When this skill is invoked:

1. Parse Arguments & Validate

Resolve the review mode (once, store for all gate spawns this run):

  1. If --review [full|lean|solo] was passed → use that
  2. Else read production/review-mode.txt → use that value
  3. Else → default to lean

See .claude/docs/director-gates.md for the full check pattern.

A system name or retrofit path is required. If missing:

  1. Check if design/gdd/systems-index.md exists.
  2. If it exists: read it, find the highest-priority system with status "Not Started" or equivalent, and use AskUserQuestion:
    • Prompt: "The next system in your design order is [system-name] ([priority] | [layer]). Start designing it?"
    • Options: [A] Yes — design [system-name] / [B] Pick a different system / [C] Stop here
    • If [A]: proceed with that system name. If [B]: ask which system to design (plain text). If [C]: exit.
  3. If no systems index exists, fail with:

    "Usage: /design-system <system-name> — e.g., /design-system movement Or to fill gaps in an existing GDD: /design-system retrofit design/gdd/[system-name].md No systems index found. Run /map-systems first to map your systems and get the design order."

Detect retrofit mode: If the argument starts with retrofit or the argument is a file path to an existing .md file in design/gdd/, enter retrofit mode:

  1. Read the existing GDD file.
  2. Identify which of the 8 required sections are present (scan for section headings). Required sections: Overview, Player Fantasy, Detailed Design/Rules, Formulas, Edge Cases, Dependencies, Tuning Knobs, Acceptance Criteria.
  3. Identify which sections contain only placeholder text ([To be designed] or equivalent — blank, a single line, or obviously incomplete).
  4. Present to the user before doing anything:
    ## Retrofit: [System Name]
    File: design/gdd/[filename].md
    
    Sections already written (will not be touched):
    ✓ [section name]
    ✓ [section name]
    
    Missing or incomplete sections (will be authored):
    ✗ [section name] — missing
    ✗ [section name] — placeholder only
    
  5. Ask: "Shall I fill the [N] missing sections? I will not modify any existing content."
  6. If yes: proceed to Phase 2 (Gather Context) as normal, but in Phase 3 skip creating the skeleton (file already exists) and in Phase 4 skip sections that are already complete. Only run the section cycle for missing/ incomplete sections.
  7. Never overwrite existing section content. Use Edit tool to replace only [To be designed] placeholders or empty section bodies.

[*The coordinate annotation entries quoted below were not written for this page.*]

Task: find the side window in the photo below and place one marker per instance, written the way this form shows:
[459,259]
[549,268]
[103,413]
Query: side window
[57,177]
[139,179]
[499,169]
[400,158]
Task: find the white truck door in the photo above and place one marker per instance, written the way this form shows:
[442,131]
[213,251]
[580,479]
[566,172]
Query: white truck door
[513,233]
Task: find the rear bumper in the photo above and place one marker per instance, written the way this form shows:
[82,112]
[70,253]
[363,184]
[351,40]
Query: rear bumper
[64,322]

If NOT in retrofit mode, normalize the system name to kebab-case for the filename (e.g., "combat system" becomes combat-system).


2. Gather Context (Read Phase)

Read all relevant context before asking the user anything. This is the skill's primary advantage over ad-hoc design — it arrives informed.

2a: Required Reads

  • Game concept: Read design/gdd/game-concept.md — fail if missing:

    "No game concept found. Run /brainstorm first."

  • Systems index: Read design/gdd/systems-index.md — fail if missing:

    "No systems index found. Run /map-systems first to map your systems."

  • Target system: Find the system in the index. If not listed, warn:

    "[system-name] is not in the systems index. Would you like to add it, or design it as an off-index system?"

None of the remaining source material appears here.